Model comparison · updated July 2026

gpt-oss vs Qwen3.5: the practical comparison

gpt-oss (OpenAI) and Qwen3.5 (Alibaba (Qwen team)) side by side — architecture, context, licensing, pricing, and a clear recommendation for when each one wins.

The verdict

Both target deployable open weights under Apache 2.0. Qwen3.5's family wins on breadth and per-size quality — its 9B variant with 256K context is the standout local model of the generation. gpt-oss counters with OpenAI provenance and the 120B's clever single-80GB-GPU fit. For most local and mid-scale deployments, Qwen3.5 is the stronger recommendation.

gpt-oss vs Qwen3.5 at a glance

gpt-ossQwen3.5
VendorOpenAI (United States)Alibaba (Qwen team) (China)
Open weightsYes — downloadableYes — downloadable
LicenseApache 2.0 — permissive, patent-granting, free for commercial useApache 2.0 — permissive, patent-granting, free for commercial use
Parameters117B (gpt-oss-120b) / 21B (gpt-oss-20b) (5.1B / 3.6B active)397B (17B active)
Context window128K tokens262K tokens (native)
Modalitiestexttext
PricingVaries by hosting provider (open weights)Varies by hosting provider (open weights)
Released2025-08-052026-02-16

Specs and pricing verified July 2026.

About gpt-oss

gpt-oss is OpenAI's return to open weights — its first since GPT-2. The August 2025 release shipped two MoE reasoning models under Apache 2.0: gpt-oss-120b (117B total, 5.1B active, single-80GB-GPU serving in native MXFP4) and gpt-oss-20b (21B total, runs on a 16GB consumer GPU), both with configurable reasoning effort and 128K context.

Strategically it validated the open-weight thesis from the least likely vendor, and practically the 20B became one of the most-run local models in the world — the default 'serious model on a laptop.' For pure capability the 2026 Chinese frontier models outclass it, but for accessible, US-origin, Apache-2.0 deployment it remains a staple.

Full specs, benchmarks, and hardware guidance: the gpt-oss page.

About Qwen3.5

Qwen3.5 is Alibaba's February 2026 generation and the efficiency benchmark of the open-weight field: the 397B-A17B flagship activates just 17B parameters per token yet beats Alibaba's own trillion-parameter Qwen3-Max — at 8.6× the throughput at 32K context and 19× at 256K. All open-weight variants ship under Apache 2.0, the most enterprise-friendly license in common use.

The release is a full family, not one model: from the 397B flagship down to a 9B variant with a native 256K context window that runs on consumer hardware. That spread — one architecture, Apache 2.0 everywhere, sizes from phone to datacenter — is why Qwen has become the default base-model family for fine-tuners and the most-adopted open-weight line by download count.

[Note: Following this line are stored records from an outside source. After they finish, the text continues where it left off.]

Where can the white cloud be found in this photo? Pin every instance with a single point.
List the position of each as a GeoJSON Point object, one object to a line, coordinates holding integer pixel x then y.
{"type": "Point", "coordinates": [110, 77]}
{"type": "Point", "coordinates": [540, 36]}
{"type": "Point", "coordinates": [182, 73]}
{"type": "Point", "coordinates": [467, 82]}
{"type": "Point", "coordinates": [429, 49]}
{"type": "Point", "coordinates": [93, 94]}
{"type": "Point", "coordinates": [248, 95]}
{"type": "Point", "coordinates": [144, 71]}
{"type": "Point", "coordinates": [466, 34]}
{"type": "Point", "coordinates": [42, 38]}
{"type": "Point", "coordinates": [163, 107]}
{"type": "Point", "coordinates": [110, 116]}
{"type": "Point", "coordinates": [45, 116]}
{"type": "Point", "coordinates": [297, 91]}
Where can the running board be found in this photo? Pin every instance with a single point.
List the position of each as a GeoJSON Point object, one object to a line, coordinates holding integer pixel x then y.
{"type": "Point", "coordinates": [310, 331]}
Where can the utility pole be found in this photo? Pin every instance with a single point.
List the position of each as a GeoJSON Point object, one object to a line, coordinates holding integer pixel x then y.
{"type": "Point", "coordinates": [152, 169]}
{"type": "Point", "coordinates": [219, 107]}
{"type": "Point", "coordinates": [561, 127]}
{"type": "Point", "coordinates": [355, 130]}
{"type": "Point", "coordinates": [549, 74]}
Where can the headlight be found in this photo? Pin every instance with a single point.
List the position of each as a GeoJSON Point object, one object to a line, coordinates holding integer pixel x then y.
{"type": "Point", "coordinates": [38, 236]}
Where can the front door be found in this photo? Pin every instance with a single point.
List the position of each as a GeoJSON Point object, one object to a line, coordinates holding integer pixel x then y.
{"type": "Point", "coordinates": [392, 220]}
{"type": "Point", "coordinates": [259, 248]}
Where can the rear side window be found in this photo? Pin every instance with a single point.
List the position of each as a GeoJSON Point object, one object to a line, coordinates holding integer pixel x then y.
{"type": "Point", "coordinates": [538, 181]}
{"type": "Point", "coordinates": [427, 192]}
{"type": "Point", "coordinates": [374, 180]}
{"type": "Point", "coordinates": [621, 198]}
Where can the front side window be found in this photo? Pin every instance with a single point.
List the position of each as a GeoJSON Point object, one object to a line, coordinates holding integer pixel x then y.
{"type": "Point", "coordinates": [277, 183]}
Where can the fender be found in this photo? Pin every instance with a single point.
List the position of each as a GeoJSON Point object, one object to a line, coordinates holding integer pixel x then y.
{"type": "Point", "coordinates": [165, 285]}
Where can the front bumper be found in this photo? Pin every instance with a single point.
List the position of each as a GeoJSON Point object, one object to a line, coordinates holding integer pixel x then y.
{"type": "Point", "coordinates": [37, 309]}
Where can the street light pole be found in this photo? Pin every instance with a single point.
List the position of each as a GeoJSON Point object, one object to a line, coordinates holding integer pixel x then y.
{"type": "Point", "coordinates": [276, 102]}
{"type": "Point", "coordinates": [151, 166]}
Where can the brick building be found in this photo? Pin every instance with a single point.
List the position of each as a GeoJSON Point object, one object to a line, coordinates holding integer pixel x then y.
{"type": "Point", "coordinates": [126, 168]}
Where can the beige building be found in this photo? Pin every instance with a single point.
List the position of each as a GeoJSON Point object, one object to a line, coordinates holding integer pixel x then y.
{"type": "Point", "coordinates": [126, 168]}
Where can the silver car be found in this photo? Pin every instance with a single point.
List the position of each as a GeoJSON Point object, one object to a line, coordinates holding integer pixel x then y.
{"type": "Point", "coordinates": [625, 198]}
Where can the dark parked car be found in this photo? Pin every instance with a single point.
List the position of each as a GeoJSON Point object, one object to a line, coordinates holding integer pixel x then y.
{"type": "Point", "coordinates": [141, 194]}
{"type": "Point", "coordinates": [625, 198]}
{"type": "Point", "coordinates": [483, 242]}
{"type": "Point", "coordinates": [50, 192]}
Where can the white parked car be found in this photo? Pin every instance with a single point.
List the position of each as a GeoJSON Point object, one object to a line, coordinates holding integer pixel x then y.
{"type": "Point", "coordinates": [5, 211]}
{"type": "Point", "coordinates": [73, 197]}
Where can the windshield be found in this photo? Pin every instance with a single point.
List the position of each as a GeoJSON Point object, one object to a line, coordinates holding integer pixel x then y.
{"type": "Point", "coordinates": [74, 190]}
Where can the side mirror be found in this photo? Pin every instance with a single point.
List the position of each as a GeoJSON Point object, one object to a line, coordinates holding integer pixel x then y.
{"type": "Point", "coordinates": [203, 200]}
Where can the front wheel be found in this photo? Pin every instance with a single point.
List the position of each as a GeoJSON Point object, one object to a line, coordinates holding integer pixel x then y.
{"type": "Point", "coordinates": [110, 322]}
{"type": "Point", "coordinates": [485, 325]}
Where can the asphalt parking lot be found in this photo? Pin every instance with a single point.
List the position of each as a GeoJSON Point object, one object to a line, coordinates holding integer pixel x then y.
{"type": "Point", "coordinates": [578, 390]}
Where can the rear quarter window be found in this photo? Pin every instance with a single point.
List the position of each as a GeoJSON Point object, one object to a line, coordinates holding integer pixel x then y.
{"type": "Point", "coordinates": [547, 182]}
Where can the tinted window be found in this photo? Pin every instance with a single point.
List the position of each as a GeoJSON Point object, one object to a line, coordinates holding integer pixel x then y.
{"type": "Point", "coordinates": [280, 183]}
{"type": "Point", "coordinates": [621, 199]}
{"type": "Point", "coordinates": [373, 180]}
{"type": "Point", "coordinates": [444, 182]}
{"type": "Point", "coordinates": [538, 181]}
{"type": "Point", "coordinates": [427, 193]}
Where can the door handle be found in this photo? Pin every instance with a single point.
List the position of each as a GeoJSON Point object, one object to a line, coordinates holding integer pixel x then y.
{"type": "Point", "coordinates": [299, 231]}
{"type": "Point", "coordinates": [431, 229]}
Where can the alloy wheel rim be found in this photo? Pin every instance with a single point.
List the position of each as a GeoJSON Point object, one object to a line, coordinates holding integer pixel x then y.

Full specs, benchmarks, and hardware guidance: the Qwen3.5 page.

Choosing between them

Choose gpt-oss for:

  • Local deployment on consumer hardware (20B on a 16GB GPU)
  • US-origin open weights under Apache 2.0 for policy-constrained buyers
  • Configurable reasoning-effort workloads

Choose Qwen3.5 for:

  • Enterprise deployments that require Apache 2.0 licensing
  • Efficiency-critical serving (17B active parameters, extreme throughput)
  • Fine-tuning projects — the broadest size ladder in open weights

Frequently asked questions

Is gpt-oss better than Qwen3.5?

Both target deployable open weights under Apache 2.0. Qwen3.5's family wins on breadth and per-size quality — its 9B variant with 256K context is the standout local model of the generation. gpt-oss counters with OpenAI provenance and the 120B's clever single-80GB-GPU fit. For most local and mid-scale deployments, Qwen3.5 is the stronger recommendation.

Which is cheaper: gpt-oss or Qwen3.5?

gpt-oss: Varies by hosting provider (open weights). Qwen3.5: Varies by hosting provider (open weights). Both are open-weight, so self-hosting costs depend on your hardware and utilization.

Can I self-host gpt-oss and Qwen3.5?

gpt-oss: yes — weights are published under Apache 2.0. Qwen3.5: yes — weights are published under Apache 2.0.